For the Federal employee and the Postal worker, filing for Federal Disability Retirement benefits through the U.S. Office of Personnel Management, whether one is under FERS or CSRS, is a way to attain a level of restorative capacity in order to escape the vicious circularity of the toil which only further exacerbates one’s medical condition.

While never the answer to all, obtaining OPM Disability Retirement benefits allows for one to move forward, and to progress beyond the absurd.  Otherwise, the disabled Federal employee or the injured U.S. Postal Worker may find him or herself caught in the web of another narrative put forth by another well-known existentialist philosopher, entitled, No Exit.

Sincerely,

Robert R. McGill, Esquire

Experience and Federal Disability Retirement Benefits

The vicious circularity of having or not having “experience” is comprised of the following: If too much weight is placed upon it and one is passed over because of its lack, then one will never be able to attain the experience needed in order to qualify; in order to attain experience, one must be given the opportunity to grow by trial and error; but such trial and error only reveals the lack thereof.

For most endeavors, the experience of undergoing X is merely a singular event, and one need not have repetitive encounters in order to aggregate a composite of a series of such events in order to become “better” at it.  For FERS and CSRS employees, whether a Federal employee or a U.S. Postal worker, the experience of filing for Federal Disability Retirement benefits through the U.S. Office of Personnel Management, is normally just a singular lifetime event.

The experience itself may well be a difficult one; and while no prior experience is required in order to prepare, formulate and file for Federal Disability Retirement benefits, it is often a good idea to obtain the counsel and advice of someone with experience, in order to make the process a less-than-devastating experience.

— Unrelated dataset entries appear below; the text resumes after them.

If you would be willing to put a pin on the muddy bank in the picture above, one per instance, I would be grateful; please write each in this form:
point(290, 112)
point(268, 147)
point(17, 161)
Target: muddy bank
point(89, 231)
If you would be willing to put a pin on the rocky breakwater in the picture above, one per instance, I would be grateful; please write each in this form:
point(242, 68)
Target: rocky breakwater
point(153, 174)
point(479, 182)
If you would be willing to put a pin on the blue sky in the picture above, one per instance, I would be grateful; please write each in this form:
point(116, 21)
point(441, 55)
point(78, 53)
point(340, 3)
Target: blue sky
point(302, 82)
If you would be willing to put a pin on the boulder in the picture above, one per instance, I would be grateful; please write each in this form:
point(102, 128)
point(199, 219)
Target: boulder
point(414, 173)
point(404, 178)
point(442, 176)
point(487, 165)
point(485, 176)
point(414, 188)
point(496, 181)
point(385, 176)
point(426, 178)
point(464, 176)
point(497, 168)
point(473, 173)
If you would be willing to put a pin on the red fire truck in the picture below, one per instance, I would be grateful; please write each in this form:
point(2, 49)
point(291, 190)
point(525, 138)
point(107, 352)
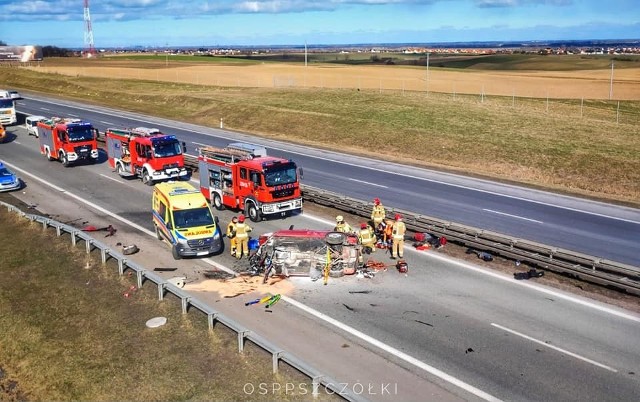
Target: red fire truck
point(258, 185)
point(145, 153)
point(68, 140)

Experience matters; experiencing an administrative process without the guidance of experience makes that experience all the more a difficult experience. It is in these conundrums of life that we find the true puzzlement of the tumultuous linear-ness of experiential phenomena, and for Federal and Postal employees filing for the difficult benefit of an OPM Medical retirement, such mysteries are made all the greater when one is left in the dark about the secret matters which boil in the cauldron of a witch’s brew.